Non sono l'unico partigiano della resistenza
gratuita: al mio fianco c'è la mia amica
immaginaria. I partigiani della resistenza gratuita
possono essere solo immaginari. Per spingerci
concretamente nella realizzazione di un dopo
diverso dobbiamo aumentare gli amici immaginari.
Sul palco porre tanti attori di carne quanti attori
di insostanza, e fino all'esasperazione avvicinarli,
per non scindere più gli attori immaginari
da quelli non immaginari.
Tutti devono diventare invisibili (o visibili)
nell'orgia della Resistenza Gratuita.
Per un po' di tempo sarò sui monti a guerreggiare
gratis.
Di nuovo a Mantova. Non sapevo che fosse ferragosto.
Sui monti il nemico, disumano, non vuole combattere,
e se ne sta nascosto laidamente al sicuro tenendoci
nel mirino. Difficile capire i suoi movimenti
ripugnanti.
So di essere spiato. Ma ho degli alleati importanti,
in primo luogo la mia amica immaginaria, con cui
sto concretamente realizzando uno spettacolo per
raccogliere attori invisibili, partigiani della
Resistenza Gratuita.
Ma per preparare lo spettacolo occorre lavoro.

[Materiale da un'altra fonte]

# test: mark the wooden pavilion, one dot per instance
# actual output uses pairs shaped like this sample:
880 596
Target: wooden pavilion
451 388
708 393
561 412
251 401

Deve passare l'estate, e durante quest'estate,
l'estate più calda di tutti i tempi, ci
dicono i telegiornali, le difese sono poche, e
le insidie corruttrici potenti.
Il buco
(Lamento del partigiano dubbioso)
Cerco il mai visto.
E all'inizio mi entusiasmo.
Poi capisco
che è solo stravedere.
Vedo stravisto.
Mi vedo stravisto.
Non voglio vedere
non mi voglio vedere stravisto.
Cominciano i problemi.
Perché per giustificare l'insoddisfazione
devo creare problemi.
Vorrei creare
un Buco come il pantheon
per avere la facoltà
di non stravedere.
Il mio buco è pieno di bambini
che si litigano il giocattolo
Il mio buco è pieno di vecchi
che
Il mio buco è pieno di buchi
che si litigano il buco.
I miei amici già lo sanno: a fine estate
la Resistenza Gratuita migrerà a Roma per
realizzare lo spettacolo - per realizzarsi. Realizzazione
intesa nella sua impossibilità, naturalmente;
nessuna illusione d'esserci.
Nella città strapiena e strafarcita voglio
partorire un buco.
I partigiani sono tormentati
Stamane la Resistenza Gratuita si é riunita
per decidere i movimenti strategici di ognuno.
Purtroppo i miei partigiani erano depressi e tormentati.
Mi hanno confusamente enunciato i loro timori,
mi hanno detto:
Forse non siamo in grado, forse non abbiamo le
capacità per realizzare il progetto, si,
abbiamo paura, ma non è solo questo, soprattutto
non siamo convinti di quel che dobbiamo fare,
insomma forse non ci crediamo.
Allarmato, ho chiesto loro:
A cosa forse non credete?
Al buco! Hanno risposto in coro.
Il nulla, i miei partigiani hanno terrore del
nulla. Ho cercato di spiegargli che non cerchiamo
affatto il nulla, ma l'invisibile, che è
cosa diversa; il buco che cerchiamo è come
il buco del pantheon, e siamo tutti d'accordo
che il pantheon, costruito e basato su gli spazi
vuoti (caso unico nella Roma piena), è
qualcosa, non il nulla. Loro non mi sono
sembrati molto convinti. Forse anch'essi preferiscono
le invadenti rovine, colonne, città e palazzi.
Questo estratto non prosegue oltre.